13 de fevereiro de 2015 | 18h31

Entra ano, sai ano e na época do carnaval ressurge a questão: jogador de futebol pode ou não divertir-se nesses dias especiais? A resposta é: depende. Epa, parece postura mureteira, de quem não quer se comprometer com o assunto! Mas se trata só de bom senso. Me acompanhe.

Pra início de conversa, tem muita gente que leva carnaval a sério, curte pra valer sair em escolas de samba, cair na farra em salões ou mesmo em blocos de rua. Nada contra, pois se aborda uma manifestação cultural de enorme tradição no País. E respeito os gostos da cada um. Quem puder que aproveite.

No caso do futebol, há particularidades. Muitos anos atrás, parava tudo, da sexta-feira até a quarta ou a quinta-feira seguintes. Os clubes não tinham nada pra fazer e a maioria liberava os atletas, com aquelas recomendações de praxe (não abusem, não durmam pouco, não bebam, etc. etc) que poucos seguiam. Depois, se recuperavam com tônicos e treinos extras.

Agora mudou. Os calendários são cheios, apertados, com campeonatos variados e a todo momento. Por isso, faz tempo, mesmo em lugares em que a festa rola solta (Rio, Recife, Salvador), que há jogos programados ao menos para o sábado de carnaval.
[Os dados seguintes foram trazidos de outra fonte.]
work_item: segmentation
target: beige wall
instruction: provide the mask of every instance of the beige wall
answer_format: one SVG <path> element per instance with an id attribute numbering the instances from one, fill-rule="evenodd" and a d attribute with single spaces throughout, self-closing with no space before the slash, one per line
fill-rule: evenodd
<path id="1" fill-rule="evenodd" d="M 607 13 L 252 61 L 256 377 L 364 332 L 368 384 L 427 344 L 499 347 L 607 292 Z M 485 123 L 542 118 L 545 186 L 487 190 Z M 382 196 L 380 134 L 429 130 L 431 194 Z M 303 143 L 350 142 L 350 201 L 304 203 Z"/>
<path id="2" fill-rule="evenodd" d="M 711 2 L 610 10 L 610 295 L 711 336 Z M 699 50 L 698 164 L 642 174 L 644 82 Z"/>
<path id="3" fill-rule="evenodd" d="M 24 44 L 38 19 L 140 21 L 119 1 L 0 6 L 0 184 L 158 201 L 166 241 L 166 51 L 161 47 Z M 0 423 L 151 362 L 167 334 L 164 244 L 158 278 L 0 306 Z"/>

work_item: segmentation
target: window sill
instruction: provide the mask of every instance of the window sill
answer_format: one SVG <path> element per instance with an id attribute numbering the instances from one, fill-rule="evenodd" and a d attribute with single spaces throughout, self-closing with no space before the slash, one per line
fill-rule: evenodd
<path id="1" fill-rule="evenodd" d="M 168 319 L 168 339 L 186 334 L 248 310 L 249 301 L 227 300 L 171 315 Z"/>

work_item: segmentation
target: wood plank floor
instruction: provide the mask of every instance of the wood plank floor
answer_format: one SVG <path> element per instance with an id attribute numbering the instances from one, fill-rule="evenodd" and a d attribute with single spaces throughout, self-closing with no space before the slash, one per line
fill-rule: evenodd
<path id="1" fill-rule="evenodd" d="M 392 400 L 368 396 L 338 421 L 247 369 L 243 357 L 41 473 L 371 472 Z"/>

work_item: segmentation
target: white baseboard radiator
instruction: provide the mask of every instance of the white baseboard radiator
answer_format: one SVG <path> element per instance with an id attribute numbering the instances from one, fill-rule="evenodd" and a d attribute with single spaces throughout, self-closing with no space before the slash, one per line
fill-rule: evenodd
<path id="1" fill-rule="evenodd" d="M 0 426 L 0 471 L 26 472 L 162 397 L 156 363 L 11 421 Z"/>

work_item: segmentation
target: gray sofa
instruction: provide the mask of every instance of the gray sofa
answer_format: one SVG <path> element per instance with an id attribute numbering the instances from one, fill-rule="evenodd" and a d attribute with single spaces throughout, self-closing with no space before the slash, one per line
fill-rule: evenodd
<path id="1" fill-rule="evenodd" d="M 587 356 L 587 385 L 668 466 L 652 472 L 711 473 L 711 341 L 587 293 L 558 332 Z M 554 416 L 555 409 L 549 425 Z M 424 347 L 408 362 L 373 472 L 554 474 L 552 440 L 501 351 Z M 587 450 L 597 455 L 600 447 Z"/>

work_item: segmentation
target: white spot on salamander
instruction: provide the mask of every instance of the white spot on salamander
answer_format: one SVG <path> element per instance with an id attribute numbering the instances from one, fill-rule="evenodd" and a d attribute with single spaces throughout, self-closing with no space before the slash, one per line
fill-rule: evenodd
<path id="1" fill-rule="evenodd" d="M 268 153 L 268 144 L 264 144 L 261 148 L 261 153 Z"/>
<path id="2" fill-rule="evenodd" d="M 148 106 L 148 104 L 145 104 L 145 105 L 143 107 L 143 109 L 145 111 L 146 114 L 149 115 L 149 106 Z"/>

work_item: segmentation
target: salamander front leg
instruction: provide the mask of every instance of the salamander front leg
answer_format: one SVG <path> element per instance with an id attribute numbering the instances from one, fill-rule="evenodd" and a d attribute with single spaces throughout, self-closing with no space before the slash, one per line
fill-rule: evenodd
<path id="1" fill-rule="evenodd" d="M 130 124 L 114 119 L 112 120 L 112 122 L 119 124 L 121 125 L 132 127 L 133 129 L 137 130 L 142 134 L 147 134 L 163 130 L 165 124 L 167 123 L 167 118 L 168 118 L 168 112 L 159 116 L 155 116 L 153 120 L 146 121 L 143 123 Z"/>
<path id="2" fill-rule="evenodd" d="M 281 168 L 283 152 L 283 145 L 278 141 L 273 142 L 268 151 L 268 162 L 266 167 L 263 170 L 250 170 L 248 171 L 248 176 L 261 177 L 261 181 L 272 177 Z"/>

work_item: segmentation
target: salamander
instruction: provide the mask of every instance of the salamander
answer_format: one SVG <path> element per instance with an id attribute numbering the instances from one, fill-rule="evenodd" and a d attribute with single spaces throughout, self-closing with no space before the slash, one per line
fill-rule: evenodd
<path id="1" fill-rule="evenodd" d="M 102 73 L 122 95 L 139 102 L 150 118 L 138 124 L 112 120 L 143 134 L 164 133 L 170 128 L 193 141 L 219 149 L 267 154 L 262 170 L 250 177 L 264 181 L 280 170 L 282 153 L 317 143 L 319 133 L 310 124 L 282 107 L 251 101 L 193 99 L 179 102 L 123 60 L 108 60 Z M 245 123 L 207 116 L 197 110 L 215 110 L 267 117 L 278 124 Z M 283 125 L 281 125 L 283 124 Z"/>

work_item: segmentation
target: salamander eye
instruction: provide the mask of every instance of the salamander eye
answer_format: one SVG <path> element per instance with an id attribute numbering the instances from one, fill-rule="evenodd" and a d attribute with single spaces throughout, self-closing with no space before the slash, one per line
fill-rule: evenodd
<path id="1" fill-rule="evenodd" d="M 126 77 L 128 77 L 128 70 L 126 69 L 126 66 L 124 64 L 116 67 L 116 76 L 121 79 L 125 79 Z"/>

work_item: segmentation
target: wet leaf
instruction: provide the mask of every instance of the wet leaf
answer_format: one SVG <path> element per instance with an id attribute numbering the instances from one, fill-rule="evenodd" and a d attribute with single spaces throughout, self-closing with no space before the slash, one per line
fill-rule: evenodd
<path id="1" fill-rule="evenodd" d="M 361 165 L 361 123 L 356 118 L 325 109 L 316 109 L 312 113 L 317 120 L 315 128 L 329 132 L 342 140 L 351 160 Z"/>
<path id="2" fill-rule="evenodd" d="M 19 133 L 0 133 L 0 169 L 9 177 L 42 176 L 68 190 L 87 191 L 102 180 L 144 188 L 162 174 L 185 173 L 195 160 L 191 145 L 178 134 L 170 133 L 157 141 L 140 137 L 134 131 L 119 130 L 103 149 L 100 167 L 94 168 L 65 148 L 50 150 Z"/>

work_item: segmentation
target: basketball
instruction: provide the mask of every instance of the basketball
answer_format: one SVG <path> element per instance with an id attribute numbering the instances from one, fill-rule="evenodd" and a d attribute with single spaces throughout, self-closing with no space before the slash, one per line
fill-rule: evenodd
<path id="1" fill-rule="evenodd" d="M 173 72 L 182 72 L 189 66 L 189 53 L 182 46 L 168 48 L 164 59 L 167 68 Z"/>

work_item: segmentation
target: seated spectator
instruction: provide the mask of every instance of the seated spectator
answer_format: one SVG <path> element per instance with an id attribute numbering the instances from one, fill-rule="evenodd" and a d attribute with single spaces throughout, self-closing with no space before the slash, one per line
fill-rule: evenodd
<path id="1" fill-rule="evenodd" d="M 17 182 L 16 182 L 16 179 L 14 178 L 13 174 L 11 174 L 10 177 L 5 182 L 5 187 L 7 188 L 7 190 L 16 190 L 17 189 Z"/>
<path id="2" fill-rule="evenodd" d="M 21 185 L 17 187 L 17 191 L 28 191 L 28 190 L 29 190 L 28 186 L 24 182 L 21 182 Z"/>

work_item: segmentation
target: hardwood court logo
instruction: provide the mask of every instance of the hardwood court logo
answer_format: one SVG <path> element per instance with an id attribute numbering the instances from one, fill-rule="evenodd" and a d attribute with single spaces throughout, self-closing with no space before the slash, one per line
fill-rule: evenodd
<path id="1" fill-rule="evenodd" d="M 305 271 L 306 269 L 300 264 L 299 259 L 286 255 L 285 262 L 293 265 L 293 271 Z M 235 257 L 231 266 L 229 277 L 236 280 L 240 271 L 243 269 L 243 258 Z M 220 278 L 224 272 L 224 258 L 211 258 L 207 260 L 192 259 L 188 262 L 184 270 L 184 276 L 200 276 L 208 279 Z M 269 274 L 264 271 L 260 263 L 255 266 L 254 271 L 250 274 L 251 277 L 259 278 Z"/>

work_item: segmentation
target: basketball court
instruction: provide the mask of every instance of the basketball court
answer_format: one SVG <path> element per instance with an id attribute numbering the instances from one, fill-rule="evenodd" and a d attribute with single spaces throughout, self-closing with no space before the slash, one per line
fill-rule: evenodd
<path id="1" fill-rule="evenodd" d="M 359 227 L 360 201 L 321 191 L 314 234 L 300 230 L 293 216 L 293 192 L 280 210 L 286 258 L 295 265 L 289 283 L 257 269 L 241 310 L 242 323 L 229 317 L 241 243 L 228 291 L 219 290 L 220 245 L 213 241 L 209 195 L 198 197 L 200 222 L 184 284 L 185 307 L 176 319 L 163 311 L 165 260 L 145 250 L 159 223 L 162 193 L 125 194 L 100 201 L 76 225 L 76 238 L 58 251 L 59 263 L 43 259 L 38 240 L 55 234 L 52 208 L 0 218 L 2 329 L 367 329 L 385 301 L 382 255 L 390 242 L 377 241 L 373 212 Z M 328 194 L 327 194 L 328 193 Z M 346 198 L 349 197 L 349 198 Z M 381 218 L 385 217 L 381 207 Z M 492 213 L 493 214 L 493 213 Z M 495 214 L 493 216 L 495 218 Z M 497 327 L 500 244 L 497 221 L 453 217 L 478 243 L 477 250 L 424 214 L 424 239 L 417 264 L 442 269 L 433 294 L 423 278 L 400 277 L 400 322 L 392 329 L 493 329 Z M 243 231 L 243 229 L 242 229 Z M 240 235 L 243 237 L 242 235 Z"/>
Só nisso, já se foi parte do “feriado”.

Sem contar as partidas já na quarta-feira de Cinzas, caso de São Paulo e Corinthians, que estreiam na fase de grupos da Libertadores. Estes precisam treinar com mais intensidade até. Imagine se eles parassem todos os dias no período: na volta, seria um jogo de esbagaçados, a maioria se arrastaria em campo. Por isso, a necessidade de rotina diferente dos demais.
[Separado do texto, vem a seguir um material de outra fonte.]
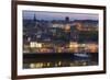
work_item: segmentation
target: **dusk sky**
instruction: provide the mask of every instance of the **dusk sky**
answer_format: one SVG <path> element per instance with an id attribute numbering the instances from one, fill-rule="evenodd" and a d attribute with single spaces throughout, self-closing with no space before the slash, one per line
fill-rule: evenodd
<path id="1" fill-rule="evenodd" d="M 65 20 L 69 16 L 69 20 L 98 20 L 98 14 L 91 13 L 68 13 L 68 12 L 47 12 L 47 11 L 23 11 L 23 19 L 33 20 L 34 14 L 36 20 Z"/>

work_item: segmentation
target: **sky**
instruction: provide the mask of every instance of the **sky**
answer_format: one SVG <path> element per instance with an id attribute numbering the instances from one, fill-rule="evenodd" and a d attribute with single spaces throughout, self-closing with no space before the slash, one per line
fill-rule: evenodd
<path id="1" fill-rule="evenodd" d="M 65 20 L 66 16 L 73 20 L 98 20 L 98 14 L 91 13 L 68 13 L 68 12 L 47 12 L 47 11 L 23 11 L 23 19 L 36 18 L 36 20 Z"/>

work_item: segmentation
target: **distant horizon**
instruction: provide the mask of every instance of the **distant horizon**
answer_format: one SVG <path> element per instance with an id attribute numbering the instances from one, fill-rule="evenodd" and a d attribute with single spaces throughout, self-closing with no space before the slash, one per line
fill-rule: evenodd
<path id="1" fill-rule="evenodd" d="M 69 21 L 75 20 L 99 20 L 98 14 L 91 13 L 72 13 L 72 12 L 47 12 L 47 11 L 23 11 L 23 20 L 33 20 L 34 15 L 36 20 L 65 20 L 66 16 L 69 18 Z"/>

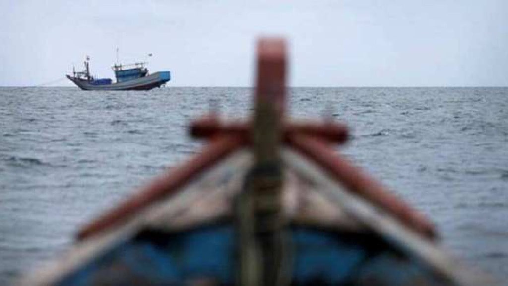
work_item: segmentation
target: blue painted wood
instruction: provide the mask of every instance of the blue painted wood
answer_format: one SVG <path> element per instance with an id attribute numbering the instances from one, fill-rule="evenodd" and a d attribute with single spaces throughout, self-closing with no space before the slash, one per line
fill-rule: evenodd
<path id="1" fill-rule="evenodd" d="M 57 284 L 182 284 L 204 277 L 232 284 L 235 235 L 234 228 L 226 225 L 172 234 L 145 231 L 114 246 Z M 448 284 L 374 235 L 339 235 L 292 227 L 289 237 L 294 284 Z"/>

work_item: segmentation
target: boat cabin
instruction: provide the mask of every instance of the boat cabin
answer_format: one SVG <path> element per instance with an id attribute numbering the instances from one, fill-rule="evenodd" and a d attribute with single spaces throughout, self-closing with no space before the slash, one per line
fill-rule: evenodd
<path id="1" fill-rule="evenodd" d="M 132 80 L 140 77 L 144 77 L 148 74 L 148 70 L 145 67 L 146 63 L 135 63 L 129 65 L 114 65 L 113 70 L 115 72 L 115 77 L 117 82 L 123 82 Z M 125 69 L 126 67 L 134 67 Z"/>

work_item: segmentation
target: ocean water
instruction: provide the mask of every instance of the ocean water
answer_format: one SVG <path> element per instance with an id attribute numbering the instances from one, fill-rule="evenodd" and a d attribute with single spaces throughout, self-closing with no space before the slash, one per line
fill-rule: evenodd
<path id="1" fill-rule="evenodd" d="M 252 90 L 0 88 L 0 284 L 197 152 L 189 121 L 248 116 Z M 429 217 L 460 260 L 508 279 L 508 88 L 293 88 L 292 116 L 333 117 L 337 148 Z"/>

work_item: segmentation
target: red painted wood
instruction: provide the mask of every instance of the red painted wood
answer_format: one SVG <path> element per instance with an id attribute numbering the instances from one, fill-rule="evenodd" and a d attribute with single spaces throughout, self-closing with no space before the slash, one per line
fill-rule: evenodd
<path id="1" fill-rule="evenodd" d="M 216 118 L 206 117 L 193 122 L 189 132 L 191 135 L 196 138 L 212 138 L 220 134 L 228 134 L 248 139 L 250 128 L 247 122 L 224 122 Z M 292 134 L 303 133 L 339 144 L 345 143 L 349 135 L 345 125 L 333 122 L 284 122 L 282 132 L 285 141 Z"/>
<path id="2" fill-rule="evenodd" d="M 241 137 L 223 135 L 214 138 L 201 152 L 180 167 L 171 169 L 142 188 L 136 194 L 86 225 L 78 234 L 82 240 L 121 224 L 152 203 L 173 194 L 196 175 L 245 144 Z"/>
Já os que tiverem  brecha, o mais saudável é soltar a moçada. Não adianta fazer como certos treinadores, que marcavam treinos no domingo, na segunda-feira de Carnaval por birra, por acharem que dessa maneira controlariam o grupo. Besteira, só estimulavam relação hipócrita (tinha gente  que ia treinar cheio de serpentina e com olheiras…).
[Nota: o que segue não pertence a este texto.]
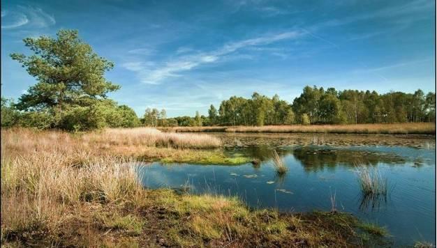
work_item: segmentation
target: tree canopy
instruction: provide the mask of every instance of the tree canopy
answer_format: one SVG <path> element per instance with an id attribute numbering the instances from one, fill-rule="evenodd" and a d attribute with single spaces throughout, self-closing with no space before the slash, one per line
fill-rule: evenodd
<path id="1" fill-rule="evenodd" d="M 37 83 L 14 104 L 21 116 L 48 117 L 50 123 L 45 127 L 71 130 L 139 125 L 132 109 L 117 106 L 108 98 L 109 93 L 120 88 L 104 75 L 114 63 L 95 53 L 77 31 L 60 30 L 56 38 L 23 41 L 32 54 L 12 54 L 10 57 Z"/>

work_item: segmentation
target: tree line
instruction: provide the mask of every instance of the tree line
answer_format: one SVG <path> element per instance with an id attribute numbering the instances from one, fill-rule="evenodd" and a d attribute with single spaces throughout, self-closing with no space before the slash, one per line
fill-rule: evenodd
<path id="1" fill-rule="evenodd" d="M 306 86 L 292 103 L 278 95 L 254 93 L 232 96 L 208 115 L 168 118 L 165 109 L 147 108 L 142 118 L 108 94 L 120 86 L 104 73 L 114 63 L 99 56 L 75 30 L 61 30 L 55 38 L 23 40 L 32 55 L 10 57 L 37 79 L 17 102 L 1 98 L 1 126 L 82 131 L 138 126 L 207 126 L 290 124 L 385 123 L 436 121 L 436 94 L 345 90 Z"/>
<path id="2" fill-rule="evenodd" d="M 254 93 L 249 99 L 232 96 L 221 102 L 218 110 L 212 104 L 208 116 L 202 117 L 208 125 L 435 122 L 436 93 L 425 95 L 418 89 L 413 93 L 379 94 L 307 86 L 291 104 L 278 95 L 269 98 Z"/>

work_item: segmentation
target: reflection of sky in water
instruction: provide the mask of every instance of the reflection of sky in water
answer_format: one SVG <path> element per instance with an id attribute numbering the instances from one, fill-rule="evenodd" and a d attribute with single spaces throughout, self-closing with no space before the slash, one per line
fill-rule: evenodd
<path id="1" fill-rule="evenodd" d="M 435 150 L 296 146 L 279 151 L 289 167 L 283 177 L 274 172 L 269 150 L 238 150 L 253 156 L 258 153 L 263 159 L 259 167 L 152 163 L 139 171 L 145 187 L 189 185 L 192 193 L 237 195 L 250 206 L 281 210 L 329 210 L 330 196 L 335 194 L 338 210 L 387 226 L 396 245 L 434 242 Z M 390 192 L 386 199 L 362 198 L 355 171 L 357 159 L 378 168 L 387 178 Z"/>

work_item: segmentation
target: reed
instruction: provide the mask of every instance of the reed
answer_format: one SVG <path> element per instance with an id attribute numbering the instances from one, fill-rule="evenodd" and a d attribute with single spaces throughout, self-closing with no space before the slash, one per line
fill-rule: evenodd
<path id="1" fill-rule="evenodd" d="M 345 124 L 345 125 L 290 125 L 262 127 L 177 127 L 163 128 L 174 132 L 288 132 L 385 134 L 436 134 L 434 123 Z"/>
<path id="2" fill-rule="evenodd" d="M 354 231 L 357 221 L 350 217 L 346 225 L 323 213 L 254 210 L 236 197 L 144 189 L 133 158 L 117 153 L 121 147 L 135 146 L 117 139 L 103 142 L 106 135 L 128 137 L 144 146 L 140 142 L 156 143 L 135 140 L 138 135 L 162 134 L 149 130 L 82 134 L 1 130 L 2 247 L 357 245 L 351 241 L 360 238 Z M 156 228 L 149 228 L 150 223 Z"/>
<path id="3" fill-rule="evenodd" d="M 274 169 L 279 175 L 284 175 L 288 171 L 288 168 L 286 166 L 283 160 L 278 155 L 276 150 L 273 150 L 272 160 Z"/>
<path id="4" fill-rule="evenodd" d="M 377 169 L 358 169 L 358 183 L 364 196 L 386 196 L 387 180 Z"/>

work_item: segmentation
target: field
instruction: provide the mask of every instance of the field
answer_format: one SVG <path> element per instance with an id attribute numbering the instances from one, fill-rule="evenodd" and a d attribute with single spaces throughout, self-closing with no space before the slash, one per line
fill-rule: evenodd
<path id="1" fill-rule="evenodd" d="M 226 159 L 221 144 L 205 134 L 147 128 L 2 130 L 1 245 L 356 247 L 373 235 L 346 213 L 279 213 L 249 209 L 237 198 L 147 189 L 128 164 Z"/>
<path id="2" fill-rule="evenodd" d="M 292 125 L 263 127 L 161 127 L 174 132 L 287 132 L 336 134 L 435 134 L 434 123 L 357 125 Z"/>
O melhor é ter papo franco e entender o temperamento de cada um. Tem boleiro que, depois da esbórnia, volta mais animado pros desafios da temporada. E os que forem de fato obrigados a abrir mão do Carnaval que se conformem: há profissões que impõem sacrifícios. Médicos, bombeiros, policiais, pessoal de serviços…milhões trabalham no Carnaval. Jornalistas também! É a vida.

E bom Carnaval pra quem puder curtir.